[Interview starts at 24:10]
This week’s podcast guest is especially exciting to me, as he is one of my literary heroes. John McPhee is a Pulitzer Prize-winning author (Annals of the Former World, 1999), and in his numerous other books, he has written about such diverse topics as nuclear energy, the merchant marine, basketball, Alaska, bark canoes, oranges, continental drift, flood control, tennis, farmer’s markets, and many other eclectic topics. Whether or not you are interested in a subject, you can be sure you will be when you finish reading one of his books, you will be fascinated.
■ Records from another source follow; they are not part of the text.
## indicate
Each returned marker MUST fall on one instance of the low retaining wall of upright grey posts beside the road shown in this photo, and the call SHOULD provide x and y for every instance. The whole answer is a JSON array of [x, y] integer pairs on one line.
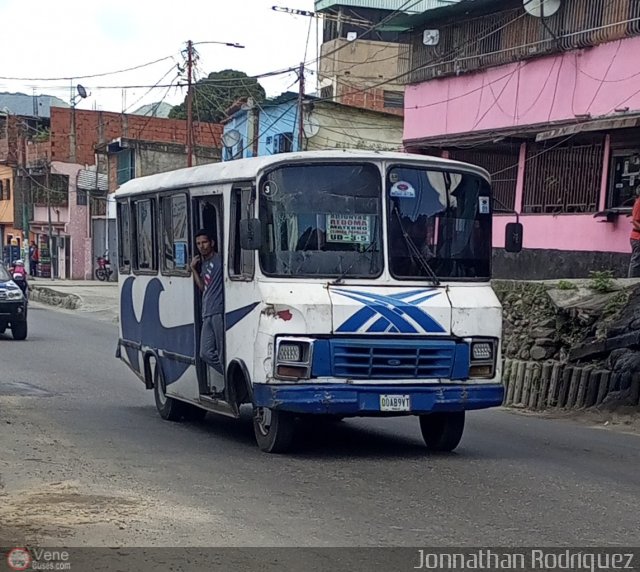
[[554, 385]]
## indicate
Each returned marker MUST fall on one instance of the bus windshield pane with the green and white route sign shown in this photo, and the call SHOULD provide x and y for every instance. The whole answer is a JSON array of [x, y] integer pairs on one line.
[[322, 220]]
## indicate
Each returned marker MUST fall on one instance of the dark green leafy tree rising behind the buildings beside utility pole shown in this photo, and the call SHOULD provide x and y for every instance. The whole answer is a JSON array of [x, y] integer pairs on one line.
[[213, 95]]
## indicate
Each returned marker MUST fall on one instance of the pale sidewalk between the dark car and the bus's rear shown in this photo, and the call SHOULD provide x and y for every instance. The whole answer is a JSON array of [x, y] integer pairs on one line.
[[87, 296]]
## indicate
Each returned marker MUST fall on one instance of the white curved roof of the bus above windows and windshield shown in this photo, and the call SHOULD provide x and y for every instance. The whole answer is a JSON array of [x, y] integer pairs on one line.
[[244, 169]]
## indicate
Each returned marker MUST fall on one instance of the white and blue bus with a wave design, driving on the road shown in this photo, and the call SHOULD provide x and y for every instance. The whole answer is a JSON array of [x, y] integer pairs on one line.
[[355, 284]]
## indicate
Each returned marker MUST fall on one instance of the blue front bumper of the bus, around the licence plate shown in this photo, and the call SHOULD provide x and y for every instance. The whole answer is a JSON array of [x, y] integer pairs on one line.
[[364, 400]]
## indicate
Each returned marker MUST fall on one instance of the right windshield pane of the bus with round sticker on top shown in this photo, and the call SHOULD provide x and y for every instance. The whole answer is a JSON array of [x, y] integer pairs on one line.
[[439, 224]]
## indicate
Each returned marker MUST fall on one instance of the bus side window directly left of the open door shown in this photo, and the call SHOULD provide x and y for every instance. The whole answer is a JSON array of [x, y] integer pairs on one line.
[[175, 232]]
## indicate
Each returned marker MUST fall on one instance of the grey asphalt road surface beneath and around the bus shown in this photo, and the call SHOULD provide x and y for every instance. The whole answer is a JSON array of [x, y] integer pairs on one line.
[[86, 460]]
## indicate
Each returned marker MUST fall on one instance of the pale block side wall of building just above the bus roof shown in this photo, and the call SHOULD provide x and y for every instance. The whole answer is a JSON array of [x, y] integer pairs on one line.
[[344, 127]]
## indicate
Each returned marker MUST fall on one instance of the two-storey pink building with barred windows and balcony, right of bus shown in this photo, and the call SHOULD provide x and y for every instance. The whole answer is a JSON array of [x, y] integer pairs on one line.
[[550, 106]]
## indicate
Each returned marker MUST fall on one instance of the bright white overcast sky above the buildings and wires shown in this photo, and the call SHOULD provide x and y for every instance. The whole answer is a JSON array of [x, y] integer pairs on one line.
[[42, 39]]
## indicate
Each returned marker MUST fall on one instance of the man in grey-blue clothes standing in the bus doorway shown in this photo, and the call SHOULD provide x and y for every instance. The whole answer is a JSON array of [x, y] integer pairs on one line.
[[206, 269]]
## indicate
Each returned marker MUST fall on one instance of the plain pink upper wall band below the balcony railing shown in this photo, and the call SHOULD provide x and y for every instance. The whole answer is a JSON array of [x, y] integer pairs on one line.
[[597, 80]]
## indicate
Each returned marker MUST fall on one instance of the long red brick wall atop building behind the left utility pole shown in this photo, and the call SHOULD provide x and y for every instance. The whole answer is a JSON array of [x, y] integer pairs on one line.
[[94, 127]]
John has also been a staff writer for The New Yorker since the 1960s. In our interview, he talks about his two favorite fish to catch on the fly rod–the American shad (which he wrote an entire book about, The Founding Fish), and the chain pickerel, which he did not write a book about but did pen a short essay about Esox niger in his collection of stories The Patch. I doubt is anyone in the world who would count those two fish in combination as their favorites, but he is never conventional. I hope you enjoy the interview as much as I enjoyed talking to him.
In the Fly Box, we have some great questions and tips:
- A reminder from a listener that I wrote an encyclopedia of fly fishing.
- Some great tips from a listener on using tippet rings.
- A question about what constitutes a watershed when concerned about transporting aquatic invasives.
- A suggestion from a listener on ways to offset your carbon footprint when taking fishing trips.
- Which is a better rod for fishing the surf and jetties–a traditional 9-foot 9-weight rod or a two-handed rod?
- Do you always recommend using a net?
- A listener calls me on the carpet for my flippant remark about manhandling carp.
- A great thought from a listener that sometimes taking photos of fish hinders the moment.